Periprocedural outcomes
The Kaplan-Meier curves of the primary and secondary outcomes in the propensity score-matched patients are shown in Fig. 2 with yearly event-free survival rates were calculated based on Kaplan-Meier estimates. p values were calculated by a log-rank analysis. For all primary and secondary endpoints, the HC group had significantly lower rates of events. The trends were similar in the analyses of the entire cohort (Supplementary material 2a-c). Event numbers during the entire follow-up period, and Cox's univariate hazard ratios (HRs) are shown in Table 2. In analyses of the propensity score-matched patients, the HR for the HC group was 0.56 (95% CI 0.39-0.81; p=0.002) for the primary endpoint, 0.59 (95% CI 0.39-0.88; p=0.01) for mortality from all causes, MI, or neurological events, and 0.42 (95% CI 0.20-0.88; p=0.02) for major bleeding.
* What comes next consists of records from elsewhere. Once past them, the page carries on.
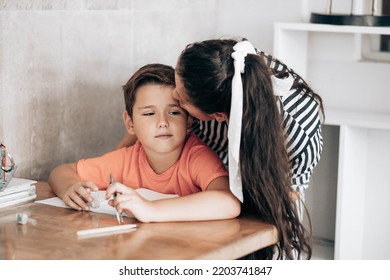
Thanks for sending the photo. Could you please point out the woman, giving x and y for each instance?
(263, 120)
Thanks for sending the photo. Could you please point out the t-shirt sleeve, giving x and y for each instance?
(205, 166)
(98, 169)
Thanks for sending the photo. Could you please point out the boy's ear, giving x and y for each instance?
(128, 122)
(189, 123)
(220, 116)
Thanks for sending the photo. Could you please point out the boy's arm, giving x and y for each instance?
(66, 184)
(216, 203)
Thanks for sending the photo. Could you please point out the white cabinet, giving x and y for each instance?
(356, 94)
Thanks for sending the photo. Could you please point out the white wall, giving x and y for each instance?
(62, 64)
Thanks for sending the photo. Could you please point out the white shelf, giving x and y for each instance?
(315, 27)
(358, 119)
(329, 57)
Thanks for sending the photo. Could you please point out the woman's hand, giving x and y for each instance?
(129, 201)
(78, 195)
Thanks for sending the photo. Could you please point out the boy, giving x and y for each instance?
(165, 159)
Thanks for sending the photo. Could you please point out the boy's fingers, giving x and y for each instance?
(115, 188)
(71, 204)
(89, 185)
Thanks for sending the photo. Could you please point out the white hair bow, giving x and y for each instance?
(241, 49)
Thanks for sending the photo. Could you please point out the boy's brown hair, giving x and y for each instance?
(155, 74)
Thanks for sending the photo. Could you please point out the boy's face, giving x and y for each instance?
(158, 121)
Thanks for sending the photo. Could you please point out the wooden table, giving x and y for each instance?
(54, 236)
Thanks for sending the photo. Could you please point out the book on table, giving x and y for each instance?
(18, 191)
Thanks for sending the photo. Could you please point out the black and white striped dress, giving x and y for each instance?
(301, 123)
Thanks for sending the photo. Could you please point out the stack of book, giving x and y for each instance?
(18, 191)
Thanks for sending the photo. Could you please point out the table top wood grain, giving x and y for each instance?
(54, 236)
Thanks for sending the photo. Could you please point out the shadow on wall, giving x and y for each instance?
(84, 121)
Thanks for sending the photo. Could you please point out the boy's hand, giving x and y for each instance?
(79, 194)
(129, 201)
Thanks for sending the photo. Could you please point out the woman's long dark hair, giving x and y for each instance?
(206, 69)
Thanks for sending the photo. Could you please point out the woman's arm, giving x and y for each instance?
(66, 184)
(126, 141)
(216, 203)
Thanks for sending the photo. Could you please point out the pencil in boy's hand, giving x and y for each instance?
(118, 215)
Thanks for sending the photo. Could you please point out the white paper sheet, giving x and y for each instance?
(104, 207)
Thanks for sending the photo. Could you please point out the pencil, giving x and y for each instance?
(105, 231)
(118, 215)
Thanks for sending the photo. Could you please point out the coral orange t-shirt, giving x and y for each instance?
(196, 168)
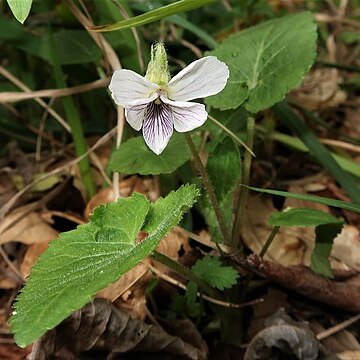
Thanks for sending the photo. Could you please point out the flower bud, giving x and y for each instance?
(157, 71)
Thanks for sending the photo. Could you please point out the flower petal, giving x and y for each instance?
(127, 86)
(201, 78)
(135, 113)
(187, 116)
(157, 126)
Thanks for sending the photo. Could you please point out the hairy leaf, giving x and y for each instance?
(327, 227)
(224, 169)
(83, 261)
(20, 9)
(265, 62)
(325, 235)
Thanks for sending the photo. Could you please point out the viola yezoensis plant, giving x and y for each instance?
(265, 63)
(158, 104)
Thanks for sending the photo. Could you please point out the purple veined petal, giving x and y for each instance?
(157, 126)
(135, 112)
(187, 116)
(126, 86)
(201, 78)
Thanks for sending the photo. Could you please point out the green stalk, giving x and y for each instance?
(184, 271)
(268, 242)
(73, 118)
(209, 188)
(240, 201)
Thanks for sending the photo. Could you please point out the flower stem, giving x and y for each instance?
(240, 201)
(268, 242)
(209, 188)
(184, 271)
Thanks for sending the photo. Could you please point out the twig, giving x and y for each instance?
(184, 271)
(180, 285)
(231, 134)
(208, 186)
(12, 96)
(241, 198)
(41, 131)
(268, 242)
(11, 265)
(42, 103)
(10, 203)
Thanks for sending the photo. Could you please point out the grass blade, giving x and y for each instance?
(289, 118)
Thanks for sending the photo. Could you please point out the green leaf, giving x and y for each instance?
(266, 61)
(200, 33)
(83, 261)
(327, 227)
(301, 217)
(312, 198)
(134, 156)
(224, 169)
(289, 118)
(20, 9)
(73, 47)
(154, 15)
(325, 235)
(211, 270)
(347, 164)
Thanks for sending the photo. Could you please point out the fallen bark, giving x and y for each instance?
(343, 292)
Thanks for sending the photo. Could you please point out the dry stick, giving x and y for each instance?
(208, 186)
(12, 96)
(125, 14)
(231, 134)
(334, 329)
(11, 265)
(41, 131)
(341, 144)
(268, 242)
(187, 44)
(115, 64)
(180, 285)
(240, 201)
(5, 209)
(119, 133)
(42, 103)
(184, 271)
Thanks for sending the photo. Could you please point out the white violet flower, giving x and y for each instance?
(158, 105)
In the analyses of the other endpoints, all-cause mortality showed a significant difference with an HR of 0.57 (95% CI 0.35-0.95, p=0.03); no significant difference was observed in the other cardiovascular endpoints.
Figure 2.
Cumulative Kaplan-Meier estimates of the rates of key study end points. Panel A shows the data for the primary endpoint-mortality from all causes, myocardial infarction, neurological events, or major bleeding. Panel B shows data for the secondary endpoint-mortality from all causes, myocardial infarction, or neurological events. Panel C shows data for the secondary endpoint of major bleeding. p values were calculated using the log-rank test. Event-free survival rates were calculated based on Kaplan-Meier estimates. HC: hypercholesterolemia
Table 2.
Major Endpoints according to Hypercholesterolemia.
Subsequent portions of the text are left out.